次に、本実施形態の耐腐食性能の有効性を実験的に評価するため、耐塩水腐食評価試験及び耐亜硫酸ガス腐食評価試験を行った。それらの試験はステンレス鋼基材にニッケルストライクめっき層、パラジウム層(50μm以上)、金層(20μm以上)を形成しためっき皮膜ステンレス鋼を、ニッケルストライクめっき層の膜厚をパラメータとして、上記PCT16時間後の半田濡れ性評価と共に行った。実験にあたり、従来のめっき皮膜ステンレス鋼を比較例として比較評価した。以上の耐塩水腐食評価試験及び耐亜硫酸ガス腐食評価試験及び半田濡れ性評価の結果を表2にまとめて示す。なお、ニッケルストライクめっきの実験条件は、通常範囲と併せて表3に示している。
Figure 2006117983
Figure 2006117983
(比較例1)
図3に示す従来例におけるステンレス鋼基材にニッケルストライクめっき層、ニッケル層、パラジウム層、金層を形成しためっき皮膜ステンレス鋼を比較例1とした。この比較例1では、各層の膜厚は、ニッケルストライクめっき層約0.5μm、ニッケル層0.5〜5μm、パラジウム層50Å以上、金層20μm以上とした。
(比較例2)
従来から使用されているステンレス鋼にニッケル層を下地層として形成し、その上に錫(Sn)めっきを施しためっき皮膜ステンレス鋼を比較例2とした。
(耐塩水腐食評価試験)
実施形態1及び比較例1、2の形成部材をテストピースとして、塩水による耐腐食評価試験を行った。これらの測定は、塩水試験条件として、温度35℃に保たれた5%の塩化ナトリウム水溶液の試験課装置で92時間おいて行い、その結果をそれぞれ観察し、耐腐食性を評価した。耐腐食性の判定基準は3段階とし、評価基準は次の通りである。
「○」・・・腐食面積10%以下
「△」・・・腐食面積30%未満
「×」・・・腐食面積30%以上
(耐亜硫酸ガス腐食評価試験)
実施形態1及び比較例1、2の形成部材をテストピースとして、亜硫酸ガスによる耐腐食評価試験を行った。

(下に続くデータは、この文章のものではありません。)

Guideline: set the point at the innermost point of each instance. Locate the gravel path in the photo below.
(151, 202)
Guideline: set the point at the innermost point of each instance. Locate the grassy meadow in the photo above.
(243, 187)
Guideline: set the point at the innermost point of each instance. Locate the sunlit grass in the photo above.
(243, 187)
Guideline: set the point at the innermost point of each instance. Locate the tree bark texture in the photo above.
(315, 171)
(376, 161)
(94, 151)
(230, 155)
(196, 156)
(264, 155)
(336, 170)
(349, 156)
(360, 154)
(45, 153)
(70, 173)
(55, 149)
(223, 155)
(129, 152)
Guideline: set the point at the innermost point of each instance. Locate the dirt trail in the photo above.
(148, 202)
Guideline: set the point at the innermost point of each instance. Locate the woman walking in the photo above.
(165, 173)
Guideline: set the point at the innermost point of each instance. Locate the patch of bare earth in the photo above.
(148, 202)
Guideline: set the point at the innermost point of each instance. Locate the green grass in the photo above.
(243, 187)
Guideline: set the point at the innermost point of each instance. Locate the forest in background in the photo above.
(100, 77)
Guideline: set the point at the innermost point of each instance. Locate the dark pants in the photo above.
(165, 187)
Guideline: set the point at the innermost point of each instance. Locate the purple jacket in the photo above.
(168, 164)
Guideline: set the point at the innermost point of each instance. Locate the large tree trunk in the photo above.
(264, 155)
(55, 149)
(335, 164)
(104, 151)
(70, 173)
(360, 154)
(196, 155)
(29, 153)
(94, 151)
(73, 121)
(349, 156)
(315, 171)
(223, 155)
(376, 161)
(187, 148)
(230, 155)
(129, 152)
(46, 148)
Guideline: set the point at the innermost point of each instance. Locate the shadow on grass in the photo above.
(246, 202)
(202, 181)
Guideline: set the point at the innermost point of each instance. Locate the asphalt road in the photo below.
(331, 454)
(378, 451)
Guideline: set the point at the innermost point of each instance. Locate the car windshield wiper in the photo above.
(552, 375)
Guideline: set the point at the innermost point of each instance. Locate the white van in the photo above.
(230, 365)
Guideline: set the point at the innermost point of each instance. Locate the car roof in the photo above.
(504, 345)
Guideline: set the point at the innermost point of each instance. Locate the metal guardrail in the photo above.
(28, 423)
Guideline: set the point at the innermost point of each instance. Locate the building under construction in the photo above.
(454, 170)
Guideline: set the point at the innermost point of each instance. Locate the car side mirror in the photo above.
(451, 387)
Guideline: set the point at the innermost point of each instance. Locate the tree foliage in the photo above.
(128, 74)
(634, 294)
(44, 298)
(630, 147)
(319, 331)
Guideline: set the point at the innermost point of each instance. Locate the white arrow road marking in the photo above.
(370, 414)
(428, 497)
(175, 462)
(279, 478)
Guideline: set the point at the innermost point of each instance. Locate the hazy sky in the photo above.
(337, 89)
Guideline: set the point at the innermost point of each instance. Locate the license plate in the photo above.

これらの測定は、試験条件として、濃度10ppmの亜硫酸ガス含有雰囲気中に、40℃、湿度95%RHの条件で48時間暴露して行い、その結果をそれぞれ観察し、耐腐食性を評価した。耐腐食性の判定基準は3段階とし、評価基準は上記耐塩水腐食評価試験と同じである。
表2の各評価試験結果から明らかなように、耐塩水テスト及び耐亜硫酸ガステストにおいて、比較例1は、半田濡れ性は良いが、耐腐食性が悪く、比較例2は、耐腐食性は良いが、半田濡れ性が悪いと言うように、両特性を満足できていないのに対して、本実施形態では、ニッケルストライクめっき層(Ni−st層)が約0.01〜0.05μmと極めて薄くすることにより、良好な耐腐食特性と半田濡れ性を示すことが確認できた。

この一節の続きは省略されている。